After a while, life got in the way again, and it would be years before I ventured out again, only this time armed with this new fangled technology
called the CCD Chip (Charged Coupled Device) that digital cameras use.
I got my hands on a Canon T3 Rebel DSLR camera, with the stock 11mm-55mm lense that comes with it:
As hard as it was dealing with a SLR camera and film, I just knew this was going to be a piece of cake, and everything would get easy!
Wrong.
Well....it is nice that I do not have to buy film anymore, and my battery lasts for many hours, and I can see the image I took right away. Those
things are all wonderful.
But capturing the images turned out to be a challenge right away. First shots I took looked horrible, and I couldn't understand why the stars didn't
look like sharp points. I knew I was not over exposing the shots, allowing the stars to streak from the Earth rotating, but my stars looked like big
baloons.
It was the lens. Specifically the EF lens that has a motor in it for the auto focus feature.
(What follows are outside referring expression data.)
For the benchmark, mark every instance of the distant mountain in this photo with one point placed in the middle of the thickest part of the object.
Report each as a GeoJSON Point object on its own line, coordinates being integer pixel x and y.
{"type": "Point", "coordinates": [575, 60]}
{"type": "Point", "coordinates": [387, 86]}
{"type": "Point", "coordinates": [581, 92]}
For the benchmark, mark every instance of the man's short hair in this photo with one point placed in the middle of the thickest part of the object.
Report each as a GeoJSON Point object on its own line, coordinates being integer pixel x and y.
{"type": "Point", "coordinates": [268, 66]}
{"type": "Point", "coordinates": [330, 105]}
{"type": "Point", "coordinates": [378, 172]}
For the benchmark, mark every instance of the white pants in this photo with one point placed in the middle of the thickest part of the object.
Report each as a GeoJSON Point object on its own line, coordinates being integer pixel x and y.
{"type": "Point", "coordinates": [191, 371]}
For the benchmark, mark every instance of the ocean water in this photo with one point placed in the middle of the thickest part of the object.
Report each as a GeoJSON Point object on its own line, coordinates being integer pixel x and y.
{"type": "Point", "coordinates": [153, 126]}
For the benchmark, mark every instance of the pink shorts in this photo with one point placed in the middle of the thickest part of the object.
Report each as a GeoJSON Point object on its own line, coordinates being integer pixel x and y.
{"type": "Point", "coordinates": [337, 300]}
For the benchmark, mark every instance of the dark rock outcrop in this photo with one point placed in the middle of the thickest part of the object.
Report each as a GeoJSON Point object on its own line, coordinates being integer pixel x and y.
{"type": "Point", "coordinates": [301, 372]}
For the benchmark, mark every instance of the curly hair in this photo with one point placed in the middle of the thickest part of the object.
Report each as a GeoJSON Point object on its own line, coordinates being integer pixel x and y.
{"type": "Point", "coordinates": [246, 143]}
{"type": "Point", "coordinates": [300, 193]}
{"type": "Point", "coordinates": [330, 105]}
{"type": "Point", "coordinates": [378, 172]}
In the old days, when we actually had to use our hands and eyes to set up the lens, turning the focus ring all the way to infinity was where it
stopped. In the dark, I could turn it all the way to the stop and knew I was focused on infinity, perfect for star shots.
The new EF lenses have their stop located pass where infinate focus is located. The camera will not auto focus on the stars either: their light is too
dim. The focus will hunt around.
So, there are a couple of things you can do: use the "Live View" on the back of the camera screen, and try to zoom in on a very bright star like
Sirius or on planet Venus if it's out, and slowly turn the focus ring until you get your point of light.
Even then, you have to be very careful because the slightest bump or tap will put it out of focus again.
While that's a pain, it is still amazing to be able to take my images and see what I'm getting right away:
The Milky Way:
For the last couple of years I've been busy doing a lot of things, and had not gotten back to this. Too busy with life.......moderating here on ATS,
and other stuff. But I decided to get back into this.
So for the last few nights, here are some of the things I've been doing:
The constellation Perseus (looking towards the North West). That's the Pleiades towards the upper left hand corner. This is a stack of 5 frames, at
ISO 1600, f4.5, 15 seconds exposure at 18mm.
The Pleiades. Stack of 6 frames at ISO 1600, f4.0, 15 second exposures at 55mm:
Now look at the next two pictures. This is the constellation Orion. This first image is a single frame of ISO 3200, f3.5, 21mm at 15 seconds of
exposure:
Here it is again using a "dark frame" to help remove thermal noise, and cleaned up with my imaging software:
Love how blue looking some of the stars are.